To test whether nomilin could improve healthspan in mammals, the researchers used a mouse model of premature aging. This model, which uses a compound called D-galactose, reproduces premature aging by triggering cell senescence, which is when cells stop growing and dividing as a result of aging, in several organs. In the liver, D-galactose induced liver inflammation, and the inflammatory cells infiltrated into the liver tissues, but nomilin significantly reversed these changes.

Age-related damage was also observed in the central nervous system. D-galactose increased the number of dead brain cells in the hippocampus, which is critical for learning and memory, while nomilin treatment reduced the number of dead cells. 

The researchers demonstrated that D-galactose decreased mice’s performance abilities in a variety of tasks for various cognitive functions, such as short- and long-term memory. However, nomilin was able to reverse the effect of D-galactone on cognitive abilities, in some cases all the way back to the levels seen in untreated animals. The tests were used to measure cognitive abilities. Additionally, the motor abilities of mice were compromised by D-galactose treatment, which was rescued with nomilin. When they repeated all of these experiments in mice lacking the pregnane X receptor, the ability of nomilin to reverse the aging effects of D-galactose was lost.

The researchers then repeated these experiments in several other mouse models of aging. In one of these models using doxorubicin-induced senescence in mice, those that also received nomilin had far less heart atrophy and scarring, less inflammation of the liver, and improved detoxification function. In another model using genetically altered mice that are characterized by premature senescence, nomilin improved age-related disorders such as motor impairments, anxiety-like behavior, and memory deficits.

Will Drinking Orange Juice Make Me Live Longer?

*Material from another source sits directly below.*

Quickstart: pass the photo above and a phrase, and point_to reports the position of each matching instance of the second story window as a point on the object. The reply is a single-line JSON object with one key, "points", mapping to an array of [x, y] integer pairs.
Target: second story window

Interestingly, citrus and grapefruit juices may contain a large amount of nomilin or its precursors, but most of them would be removed in the “debittering” processing in the orange juice industry because of their bitter taste. In this study, the researchers showed that nomilin-treatments did not change the mice’s body weight and food consumption, indicating that nomilin may be a safe component. Therefore, these results suggest that a revisit of the “debittering” process may be needed given the potential beneficial function of nomilin. Whether the consumption of nomilin-containing citrus fruits and juices improves longevity and aging in healthy mice and humans needs to be investigated.